2.6

55 5 6
                                    

Hyungwon:
Seninle birşey konuşmam lazım
Önemli
(19.33)

Changkyun:
?

Hyungwon:
:( çok kırdım seni ya
(Gönderilmedi)
Bahçeye gelebilir misin?

Changkyun:
Bi de ayağına çağırıyo imdat
(Gönderilmedi)
Tm

Uyuşuk hareketlerle çıktığı yatağından üstüne bol sweatını geçirip aynadaki çökmüş görüntüsünü inceledi biraz

Gözleri ağlamak şişmiş ve uykusuz kaldığı için altında koyu halkalar olmuştu.
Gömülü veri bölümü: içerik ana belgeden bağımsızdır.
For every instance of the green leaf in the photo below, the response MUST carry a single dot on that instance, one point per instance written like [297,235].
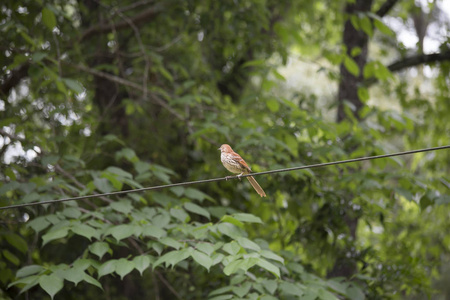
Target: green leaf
[382,27]
[202,259]
[230,219]
[173,257]
[91,280]
[249,218]
[99,249]
[229,230]
[189,206]
[269,267]
[231,248]
[141,263]
[366,25]
[179,214]
[54,235]
[171,243]
[273,104]
[232,267]
[153,231]
[123,267]
[107,268]
[355,293]
[72,212]
[123,206]
[121,232]
[271,255]
[351,66]
[363,94]
[48,17]
[242,290]
[73,85]
[29,270]
[253,63]
[247,244]
[17,242]
[205,248]
[270,285]
[52,284]
[11,257]
[85,230]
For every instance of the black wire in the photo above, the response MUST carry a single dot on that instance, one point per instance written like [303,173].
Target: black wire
[228,177]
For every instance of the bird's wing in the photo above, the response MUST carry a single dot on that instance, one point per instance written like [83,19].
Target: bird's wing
[241,161]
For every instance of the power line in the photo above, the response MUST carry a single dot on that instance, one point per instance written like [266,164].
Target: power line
[159,187]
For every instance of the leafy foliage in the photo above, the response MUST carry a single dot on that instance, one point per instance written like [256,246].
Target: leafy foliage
[97,98]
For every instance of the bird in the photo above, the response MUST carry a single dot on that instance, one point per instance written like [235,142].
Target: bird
[234,163]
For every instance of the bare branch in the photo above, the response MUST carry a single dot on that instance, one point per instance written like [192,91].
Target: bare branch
[385,8]
[14,79]
[418,60]
[139,19]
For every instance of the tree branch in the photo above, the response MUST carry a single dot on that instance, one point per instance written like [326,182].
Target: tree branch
[385,8]
[14,78]
[418,60]
[136,20]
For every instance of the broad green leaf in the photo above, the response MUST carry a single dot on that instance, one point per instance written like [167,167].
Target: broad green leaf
[249,218]
[189,206]
[243,289]
[153,231]
[171,243]
[232,248]
[233,267]
[179,214]
[229,230]
[54,235]
[230,219]
[123,267]
[141,263]
[48,17]
[205,248]
[123,206]
[99,249]
[11,257]
[202,259]
[273,104]
[107,268]
[29,270]
[382,27]
[72,212]
[355,293]
[17,242]
[173,257]
[269,267]
[363,94]
[85,230]
[73,85]
[271,255]
[121,232]
[92,280]
[247,244]
[270,285]
[51,284]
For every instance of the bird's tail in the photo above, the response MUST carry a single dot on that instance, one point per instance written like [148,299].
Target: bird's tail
[256,186]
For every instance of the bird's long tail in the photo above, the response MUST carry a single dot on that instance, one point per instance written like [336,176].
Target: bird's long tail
[256,186]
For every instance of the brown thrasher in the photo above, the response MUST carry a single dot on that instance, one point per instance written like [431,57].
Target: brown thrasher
[235,164]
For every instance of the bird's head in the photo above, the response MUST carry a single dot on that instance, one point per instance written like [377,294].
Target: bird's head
[225,148]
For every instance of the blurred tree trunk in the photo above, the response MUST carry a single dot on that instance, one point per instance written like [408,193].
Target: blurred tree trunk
[345,264]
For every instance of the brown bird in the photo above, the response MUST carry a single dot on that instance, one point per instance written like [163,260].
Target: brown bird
[235,164]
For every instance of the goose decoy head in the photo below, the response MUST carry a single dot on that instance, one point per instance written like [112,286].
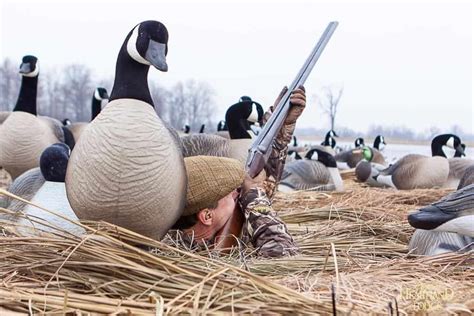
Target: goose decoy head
[379,142]
[186,129]
[53,162]
[29,66]
[222,126]
[449,140]
[101,94]
[148,44]
[320,155]
[359,142]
Karman çorman olmuş saçlarıyla da berbat görünüyordu

Derin bir nefes aldıktan sonra ayaklarını sürüyerek yavaş yavaş aşağı kata inip bahçeye çıkan pencerenin önüne geldi

Özlemle izlediği arkası dönük beden öylece dikiliyor kendisini bekliyordu

Kalp atışları hızlanmıştı yine, fakat bu sefer acı dolu hissi yaymaktan başka birşey yapmıyordu

Sürgülü kapıyı yavaşça iterek dışarı çıktı. Hava soğuk değildi fakat üşümüştü

Sesi duymasıyla arkasını dönen hyungwon, karşısında zaten küçük olan bedenin daha da küçük kalmasıyla yüreği burkulmuştu

Of minhyuk niye dinlediysem sanki seni diye geçirdi içinden

Kendisi hariç her yere bakan bedeni kucaklamak ve bir daha asla bırakmamak istiyordu

Ama ondan önce yapması gereken birşey vardı

Adım atarak aralarındaki mesafeyi kapattı. Ne denli çöktüğünü daha rahat görebiliyordu

Elini kaldırıp soğuk yanağa yasladı. Heyecanlanmıştı. Baş parmakları uykusuz kaldığını belli eden göz altlarında gezinirken, gözleri bir türlü kendisininkiyle buluşmayan gözlere bakmak için can atıyordu

"Neden bana bakmıyorsun?"

Anlık olarak buluşan gözlerindeki kırıklığı görmek canını fazlasıyla yakmıştı

"Changkyun"

Diğer elini de yanağına çıkartmasıyla avuçlarının arasındaki yüzü yukarı doğru kaldırıp kendisine bakmasını sağladı

"Sana birşey söylemem lazım"

Yavaş yavaş yaklaşırken yüzlerinin arasında milimler duruyordu

"Seni seviyorum"

Duyduğu cümleyle gözleri doldu. Şuan tek dileği bunun bir rüya olmamasıydı. Fakat kendi de biliyordu ki yanağını okşayan sıcak eller son derece gerçekti

"Senden gerçekten nefret ediyorum"

Fısıltıyla kurduğu cümleyi duyan hyungwon, şaşkınlıkla kalmıştı. Beklemiyordu

"Ama bir o kadar da çok seviyorum seni"

Geri çekilecekken durmuş, dudakları iki yana kıvrılmaya başlamıştı. Biliyordu, onun da kendisini sevdiğini biliyordu

Dudaklarının birleşmesiyle daha fazla söyleyecek birşeylerinin kalmadığını anlmış, usulca gözleri kapanmıştı. Kyun yıllardır bu anın hayaliyle yaşıyordu

İncecik beline dolanan ellerle parmak uçlarında yükselip kollarını boynuna sardı. Birbirleri için atan kalplerinin seslerini net bir şekilde duyuyorlardı

Nefes nefese alınları birbirlerine yaslandığında changkyun hala anın gerçekliğini sorguluyordu

"Özür dilerim changkyun, seni bu kadar geç fark ettiğim için"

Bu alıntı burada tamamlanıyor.